The self … is … not knowable in its essence…. We can describe the various cohesive forms in which the self appears, can demonstrate the several constituents that make up the self … and explain their genesis and functions. We can do all that, but we will still not know the essence of the self as differentiated from its manifestations. (Kohut, 1977, pp. 310–312)

Kohut is correct, so far as he goes, but Indian psychology goes farther. What animates the self, what gives it its distinctive individuality, is not simply the nuclear self (or Jung's ‘Self’ or gestalt's ‘organism’ or whatever we choose to call it.) What is possible, even certain at some point in our development, is to directly experience the psychic centre from which our self derives. This is our true individuality, our very soul and deepest self. Integral psychology provides a satisfying answer to the puzzle of selfhood, to what the inmost core of subjectivity is, the sense of being a being. Until we find and experience our psychic centre, we will not know who we most truly are.

If psychology is to be a discipline that goes beyond the surface to include the full range of the psyche, then it must incorporate Eastern discoveries about human consciousness. Acknowledging that the deeper nature of psychic life is ultimately spiritual brings about a paradigm shift that fundamentally changes the field of psychology.

References

Aurobindo, Sri (1970). The life divine. Pondicherry: Sri Aurobindo Ashram Press.
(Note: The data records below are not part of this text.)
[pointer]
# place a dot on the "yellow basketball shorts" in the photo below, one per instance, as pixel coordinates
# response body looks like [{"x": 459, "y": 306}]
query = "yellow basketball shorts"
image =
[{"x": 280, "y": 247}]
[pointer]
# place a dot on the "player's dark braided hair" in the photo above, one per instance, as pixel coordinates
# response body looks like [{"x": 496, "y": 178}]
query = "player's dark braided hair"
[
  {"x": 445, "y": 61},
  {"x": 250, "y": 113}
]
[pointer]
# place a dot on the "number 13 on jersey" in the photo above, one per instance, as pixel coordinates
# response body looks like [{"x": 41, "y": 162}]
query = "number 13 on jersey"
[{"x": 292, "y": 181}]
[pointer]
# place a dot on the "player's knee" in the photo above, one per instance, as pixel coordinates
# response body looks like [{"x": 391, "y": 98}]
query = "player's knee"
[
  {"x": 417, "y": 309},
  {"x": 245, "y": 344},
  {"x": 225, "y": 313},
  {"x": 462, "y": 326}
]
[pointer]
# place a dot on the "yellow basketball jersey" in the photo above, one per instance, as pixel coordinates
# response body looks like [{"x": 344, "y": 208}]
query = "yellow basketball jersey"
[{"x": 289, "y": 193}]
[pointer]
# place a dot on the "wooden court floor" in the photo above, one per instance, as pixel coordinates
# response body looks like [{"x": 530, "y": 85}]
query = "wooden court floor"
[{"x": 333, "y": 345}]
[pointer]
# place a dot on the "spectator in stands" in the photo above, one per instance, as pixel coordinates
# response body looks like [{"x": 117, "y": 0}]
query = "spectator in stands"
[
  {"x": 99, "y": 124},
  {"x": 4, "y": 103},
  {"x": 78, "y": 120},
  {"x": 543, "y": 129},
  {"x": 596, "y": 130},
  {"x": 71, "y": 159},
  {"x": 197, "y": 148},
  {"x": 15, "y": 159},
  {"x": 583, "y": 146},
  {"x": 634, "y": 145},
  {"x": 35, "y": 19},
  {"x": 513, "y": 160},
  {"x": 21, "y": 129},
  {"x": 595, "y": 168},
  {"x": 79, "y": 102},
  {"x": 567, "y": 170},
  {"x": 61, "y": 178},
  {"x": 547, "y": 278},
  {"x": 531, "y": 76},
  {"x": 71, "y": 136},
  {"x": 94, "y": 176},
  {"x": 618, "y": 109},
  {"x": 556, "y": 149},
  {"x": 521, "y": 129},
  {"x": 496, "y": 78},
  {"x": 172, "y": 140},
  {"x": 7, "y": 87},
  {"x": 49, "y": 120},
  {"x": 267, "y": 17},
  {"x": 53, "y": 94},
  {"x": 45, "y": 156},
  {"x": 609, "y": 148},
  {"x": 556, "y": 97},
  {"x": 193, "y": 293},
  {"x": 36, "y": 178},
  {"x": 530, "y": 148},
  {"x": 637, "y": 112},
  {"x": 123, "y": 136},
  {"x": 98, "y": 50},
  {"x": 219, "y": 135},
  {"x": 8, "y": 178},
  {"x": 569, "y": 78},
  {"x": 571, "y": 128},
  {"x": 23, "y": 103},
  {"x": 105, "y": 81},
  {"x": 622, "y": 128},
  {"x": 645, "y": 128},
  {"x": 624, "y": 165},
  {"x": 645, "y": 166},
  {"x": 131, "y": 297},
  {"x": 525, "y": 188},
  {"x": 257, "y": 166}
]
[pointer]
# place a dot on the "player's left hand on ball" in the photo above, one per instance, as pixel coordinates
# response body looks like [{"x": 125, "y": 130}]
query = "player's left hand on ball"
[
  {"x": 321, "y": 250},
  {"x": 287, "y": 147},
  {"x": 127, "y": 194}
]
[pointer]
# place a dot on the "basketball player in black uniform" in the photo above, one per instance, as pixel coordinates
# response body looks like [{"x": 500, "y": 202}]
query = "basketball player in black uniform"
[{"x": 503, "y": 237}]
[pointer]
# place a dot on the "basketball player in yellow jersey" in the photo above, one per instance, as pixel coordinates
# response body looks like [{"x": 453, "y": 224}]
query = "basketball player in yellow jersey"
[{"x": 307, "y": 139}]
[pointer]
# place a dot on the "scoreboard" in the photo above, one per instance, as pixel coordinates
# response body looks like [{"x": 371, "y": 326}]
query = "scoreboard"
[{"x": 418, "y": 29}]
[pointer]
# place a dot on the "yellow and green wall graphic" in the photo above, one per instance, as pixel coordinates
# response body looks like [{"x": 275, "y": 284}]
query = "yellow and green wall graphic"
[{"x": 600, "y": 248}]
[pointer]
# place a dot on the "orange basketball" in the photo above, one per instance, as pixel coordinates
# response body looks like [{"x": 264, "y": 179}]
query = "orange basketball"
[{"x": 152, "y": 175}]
Aurobindo, Sri (1971). Letters on yoga. Pondicherry: Sri Aurobindo Ashram Press.

Aurobindo, Sri (1972). Letters on yoga. (Part 2 & 3). Pondicherry: Sri Aurobindo Ashram Press.

Aurobindo, Sri (1973). The synthesis of yoga. Pondicherry: Sri Aurobindo Ashram Press.

Cushman, P. (1995). Constructing the self, constructing America. Reading, MA: Addsion-Wesley.

Joshi, K. & Cornelissen, M. (Eds.) (2004). Consciousness, Indian psychology, and yoga. New Delhi: Centre for the Study of Civilizations.

Kohut, H. (1977). The restoration of the self. Madison, Conn.: International Universities Press.

Prabhavananda, Swami & Manchester, F. (Trans.) (1947). The Upanishads: Breath of the Eternal. Hollywood: Vedanta Press.